Accessibility is reflected by the company. "One of the most interesting things that we do with the company ... is the outreach programs that we have been doing for years - before it became popular to outreach," says Jamison.
The company offers lecture-demonstrations, master classes, performances and programs for young people, and more. That outreach "suggests a certain humility to the dancers, so that there shouldn't be any kind of ego trips going on." It reminds the dancers that they were in the same position once.
Challenges for Jamison come in different forms. One is keeping the organization stimulated. Dancers need to be fed new works and challenged. They need to be reminded of Alvin Ailey's vision, she says.
Some challenges are welcome. For example, the second company, the Alvin Ailey Repertory Ensemble, is wearing out the first company at the moment. Jamison says there are a couple of dancers who would be in the first company if they weren't so young. "They're that good. They are that talented," she says. "You wait for these moments," she says. "I think God gives us talented people with large spaces in between so we'll realize how valuable that artistry and that talent is."
A clear sense of mission and vision is requisite to run such a company, Jamison says. "What we were trying to do, and did, and continue to do, is touch people in here," she says, pointing to her heart. To touch other people, you must be in touch with yourself, Jamison maintains, whether you're a dancer or a director. You still have to face that person in the mirror and find out what that truth is, she says.
"What I find is that when you create your own agenda ... you are true to yourself, and you care about your effect on others.... I find it very, very difficult to get down into the negative side of anything. It's too hard to do what I'm doing, to carry that extra load.
"It's like dancing," she continues. "If I'm on stage and I'm dancing my guts out, and then somebody writes something awful, I know what I did. I know. And you really have to be secure in that. Not pompously saying 'Well, I know what I did.' It's not about that. It's just feeling secure in knowing that you have given the truest of whoever you are."
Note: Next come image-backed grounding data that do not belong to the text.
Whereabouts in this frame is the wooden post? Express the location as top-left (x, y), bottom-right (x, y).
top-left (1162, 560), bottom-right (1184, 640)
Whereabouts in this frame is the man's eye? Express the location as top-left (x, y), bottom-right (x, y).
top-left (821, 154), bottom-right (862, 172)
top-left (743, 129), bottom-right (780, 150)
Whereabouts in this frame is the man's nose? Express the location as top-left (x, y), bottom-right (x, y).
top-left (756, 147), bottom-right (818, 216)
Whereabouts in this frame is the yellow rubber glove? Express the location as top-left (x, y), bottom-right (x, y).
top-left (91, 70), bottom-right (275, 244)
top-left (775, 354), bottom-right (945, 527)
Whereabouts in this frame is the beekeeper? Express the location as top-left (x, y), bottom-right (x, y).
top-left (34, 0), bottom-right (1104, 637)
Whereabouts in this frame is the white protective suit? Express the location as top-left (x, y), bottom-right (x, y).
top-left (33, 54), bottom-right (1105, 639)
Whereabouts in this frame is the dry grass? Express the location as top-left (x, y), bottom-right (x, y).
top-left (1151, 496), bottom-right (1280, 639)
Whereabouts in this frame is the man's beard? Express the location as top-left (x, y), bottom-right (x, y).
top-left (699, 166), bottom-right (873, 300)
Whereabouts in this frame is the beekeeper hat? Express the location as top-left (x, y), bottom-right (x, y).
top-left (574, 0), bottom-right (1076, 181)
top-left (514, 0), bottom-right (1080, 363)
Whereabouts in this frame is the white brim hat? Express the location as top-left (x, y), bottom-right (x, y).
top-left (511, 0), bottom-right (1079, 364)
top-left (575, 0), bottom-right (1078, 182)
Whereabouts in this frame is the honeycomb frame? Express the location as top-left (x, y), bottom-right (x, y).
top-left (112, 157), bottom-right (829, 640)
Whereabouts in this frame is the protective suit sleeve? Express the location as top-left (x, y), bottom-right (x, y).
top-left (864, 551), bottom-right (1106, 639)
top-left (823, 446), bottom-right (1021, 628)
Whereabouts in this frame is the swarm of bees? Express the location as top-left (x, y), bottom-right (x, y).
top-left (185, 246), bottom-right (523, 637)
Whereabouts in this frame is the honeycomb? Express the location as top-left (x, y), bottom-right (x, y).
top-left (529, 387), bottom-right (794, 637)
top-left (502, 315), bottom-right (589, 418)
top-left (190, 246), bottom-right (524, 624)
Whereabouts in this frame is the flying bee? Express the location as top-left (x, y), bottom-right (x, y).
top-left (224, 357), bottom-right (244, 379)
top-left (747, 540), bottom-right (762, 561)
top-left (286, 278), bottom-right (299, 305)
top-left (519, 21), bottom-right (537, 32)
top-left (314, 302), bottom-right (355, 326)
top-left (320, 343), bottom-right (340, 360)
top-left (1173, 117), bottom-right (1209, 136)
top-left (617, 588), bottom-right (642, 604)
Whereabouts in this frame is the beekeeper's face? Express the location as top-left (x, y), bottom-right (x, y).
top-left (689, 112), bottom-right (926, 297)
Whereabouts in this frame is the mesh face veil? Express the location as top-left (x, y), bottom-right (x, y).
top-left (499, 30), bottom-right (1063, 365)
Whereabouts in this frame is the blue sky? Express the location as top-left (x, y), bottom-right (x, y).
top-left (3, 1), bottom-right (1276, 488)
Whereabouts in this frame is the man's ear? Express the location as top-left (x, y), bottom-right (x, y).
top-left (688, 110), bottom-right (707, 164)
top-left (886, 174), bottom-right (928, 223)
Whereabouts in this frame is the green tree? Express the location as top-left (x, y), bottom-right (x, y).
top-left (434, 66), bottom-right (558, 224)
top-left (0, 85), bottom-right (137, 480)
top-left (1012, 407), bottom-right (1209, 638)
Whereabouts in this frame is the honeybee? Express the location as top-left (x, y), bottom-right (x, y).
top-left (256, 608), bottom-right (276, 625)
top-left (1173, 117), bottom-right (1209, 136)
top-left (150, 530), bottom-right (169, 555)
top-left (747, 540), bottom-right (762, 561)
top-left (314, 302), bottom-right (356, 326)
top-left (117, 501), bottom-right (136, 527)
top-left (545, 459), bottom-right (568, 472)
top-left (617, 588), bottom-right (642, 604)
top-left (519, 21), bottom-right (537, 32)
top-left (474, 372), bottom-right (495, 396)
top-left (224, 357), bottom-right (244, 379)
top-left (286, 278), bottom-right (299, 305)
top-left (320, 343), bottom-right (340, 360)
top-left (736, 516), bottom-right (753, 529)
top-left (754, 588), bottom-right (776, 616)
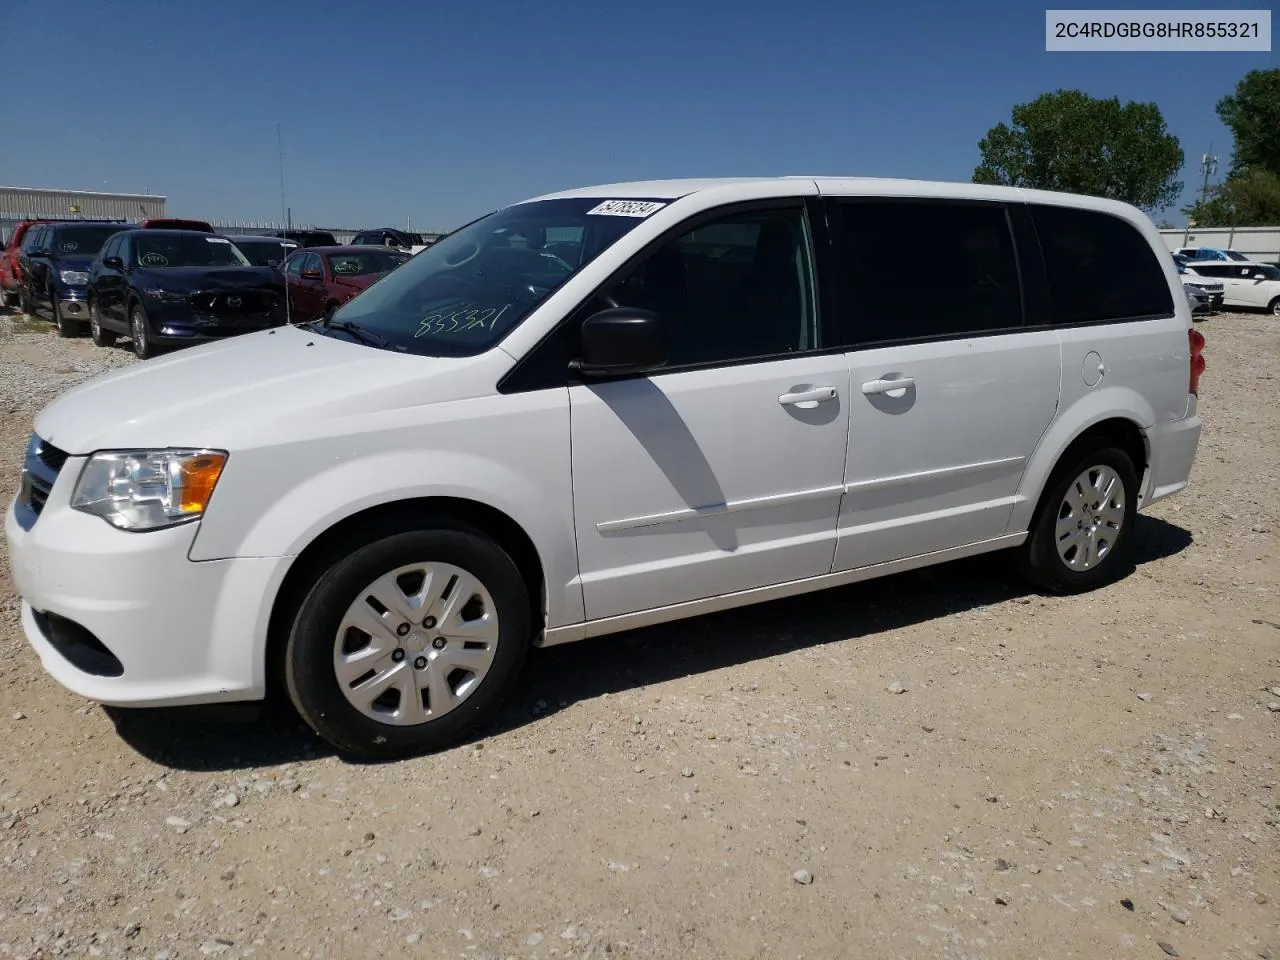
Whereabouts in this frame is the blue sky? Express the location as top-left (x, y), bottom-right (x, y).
top-left (0, 0), bottom-right (1272, 229)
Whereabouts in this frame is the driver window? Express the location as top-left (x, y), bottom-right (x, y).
top-left (590, 205), bottom-right (818, 368)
She tells of seeing a touching TV interview with James Baldwin, a friend of Ailey's. "He had seen me dance in Paris and had me sign a photograph that he kept over his fireplace in the south of France," she recalls. He talked about how "humility comes when you know that you're dancing in the presence of God and not just in the presence of man." Jamison says she herself has always believed that. "Humility comes when you know that there's something much bigger than you that puts you out on the stage, and it
wasn't happenstance that you happened to be where you are."